Fernanda Galdino, ex-subprefeita da Lapa, ocupa cargo no PV na Câmara Municipal de São Paulo desde 2024, recebendo R$ 15 mil mensais.
Em São Paulo, no dia 30 de outubro de 2025, a ex-subprefeita da Lapa, Fernanda Maria de Lima Galdino, que foi presa em 2022 sob a acusação de extorsão, ocupa atualmente um cargo no Partido Verde (PV) na Câmara Municipal. Desde 2024, ela recebe um salário de R$ 15 mil, totalizando mais de R$ 18 mil mensais incluindo auxílio-saúde.
Acusações e defesa
Fernanda Galdino foi demitida durante um escândalo investigado pelo Ministério Público, que resultou em sua prisão preventiva. Apesar das acusações de extorsão, sua defesa sustenta que não existem testemunhas que comprovem a prática de crimes, afirmando que o processo é de natureza política, visando excluí-la do calendário eleitoral. O advogado Eduardo Samoel Fonseca, que a defende, destaca que as testemunhas não corroboraram a acusação de se envolver em pedidos de propina.
Situação atual
Embora exerça funções no PV, Galdino não tem comparecido frequentemente ao gabinete no Palácio Anchieta, e sua atuação se concentra na periferia da Zona Leste de São Paulo. O PV argumenta que ela ainda não foi julgada e, portanto, deve ser considerada inocente até que se prove o contrário.

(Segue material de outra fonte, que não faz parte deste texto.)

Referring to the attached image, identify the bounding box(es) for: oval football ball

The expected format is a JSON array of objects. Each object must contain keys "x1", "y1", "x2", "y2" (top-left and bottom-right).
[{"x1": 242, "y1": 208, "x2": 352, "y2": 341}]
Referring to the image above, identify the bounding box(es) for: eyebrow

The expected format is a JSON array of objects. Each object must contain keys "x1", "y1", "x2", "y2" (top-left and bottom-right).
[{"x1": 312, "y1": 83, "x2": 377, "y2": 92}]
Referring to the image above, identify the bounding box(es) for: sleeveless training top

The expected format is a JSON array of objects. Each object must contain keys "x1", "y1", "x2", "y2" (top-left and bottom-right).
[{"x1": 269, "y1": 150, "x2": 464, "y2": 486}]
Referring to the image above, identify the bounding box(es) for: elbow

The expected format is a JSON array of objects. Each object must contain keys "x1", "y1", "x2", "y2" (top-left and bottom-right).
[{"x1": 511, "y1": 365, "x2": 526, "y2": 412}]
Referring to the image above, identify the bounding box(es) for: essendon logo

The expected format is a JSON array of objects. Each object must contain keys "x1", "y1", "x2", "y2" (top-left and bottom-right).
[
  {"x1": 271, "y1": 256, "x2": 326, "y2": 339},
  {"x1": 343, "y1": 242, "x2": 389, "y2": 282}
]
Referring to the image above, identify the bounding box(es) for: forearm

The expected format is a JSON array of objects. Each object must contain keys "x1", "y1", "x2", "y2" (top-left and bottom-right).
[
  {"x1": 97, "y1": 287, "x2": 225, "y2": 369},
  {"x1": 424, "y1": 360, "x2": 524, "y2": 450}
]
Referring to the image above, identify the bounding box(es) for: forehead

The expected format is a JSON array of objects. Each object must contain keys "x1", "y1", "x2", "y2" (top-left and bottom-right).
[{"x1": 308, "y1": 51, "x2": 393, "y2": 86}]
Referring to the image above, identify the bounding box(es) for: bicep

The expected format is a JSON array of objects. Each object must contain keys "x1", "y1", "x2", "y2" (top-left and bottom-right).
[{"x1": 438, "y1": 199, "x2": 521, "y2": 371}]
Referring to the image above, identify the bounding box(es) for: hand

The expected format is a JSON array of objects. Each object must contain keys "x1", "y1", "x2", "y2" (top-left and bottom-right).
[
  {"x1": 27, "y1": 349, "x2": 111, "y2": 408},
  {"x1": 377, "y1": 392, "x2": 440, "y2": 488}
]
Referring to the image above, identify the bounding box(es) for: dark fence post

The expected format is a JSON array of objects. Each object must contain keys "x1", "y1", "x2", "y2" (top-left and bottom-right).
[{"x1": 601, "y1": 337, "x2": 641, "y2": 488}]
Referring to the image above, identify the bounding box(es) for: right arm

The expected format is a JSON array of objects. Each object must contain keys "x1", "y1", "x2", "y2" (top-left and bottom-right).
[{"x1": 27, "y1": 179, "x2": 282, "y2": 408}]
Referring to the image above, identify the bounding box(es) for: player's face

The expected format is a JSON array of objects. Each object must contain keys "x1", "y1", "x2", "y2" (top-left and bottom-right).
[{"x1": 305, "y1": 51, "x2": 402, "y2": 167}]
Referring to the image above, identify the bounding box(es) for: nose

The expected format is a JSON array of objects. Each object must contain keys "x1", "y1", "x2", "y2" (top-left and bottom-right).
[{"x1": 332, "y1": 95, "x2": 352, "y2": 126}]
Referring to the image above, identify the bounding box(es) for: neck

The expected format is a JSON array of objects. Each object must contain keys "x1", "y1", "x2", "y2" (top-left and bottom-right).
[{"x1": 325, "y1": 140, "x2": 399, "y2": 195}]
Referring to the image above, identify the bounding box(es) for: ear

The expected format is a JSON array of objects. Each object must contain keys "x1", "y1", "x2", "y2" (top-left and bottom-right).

O inquérito civil que investigava o caso foi arquivado, pois as vítimas afirmaram não ter realizado pagamentos de propina, descaracterizando assim a improbidade administrativa.
Implicações políticas
A situação de Fernanda Galdino ilustra as complexidades da política local e as repercussões de denúncias de corrupção. Mesmo após enfrentar graves acusações, ela continua a atuar politicamente, levantando questões sobre a transparência e a ética nas gestões públicas.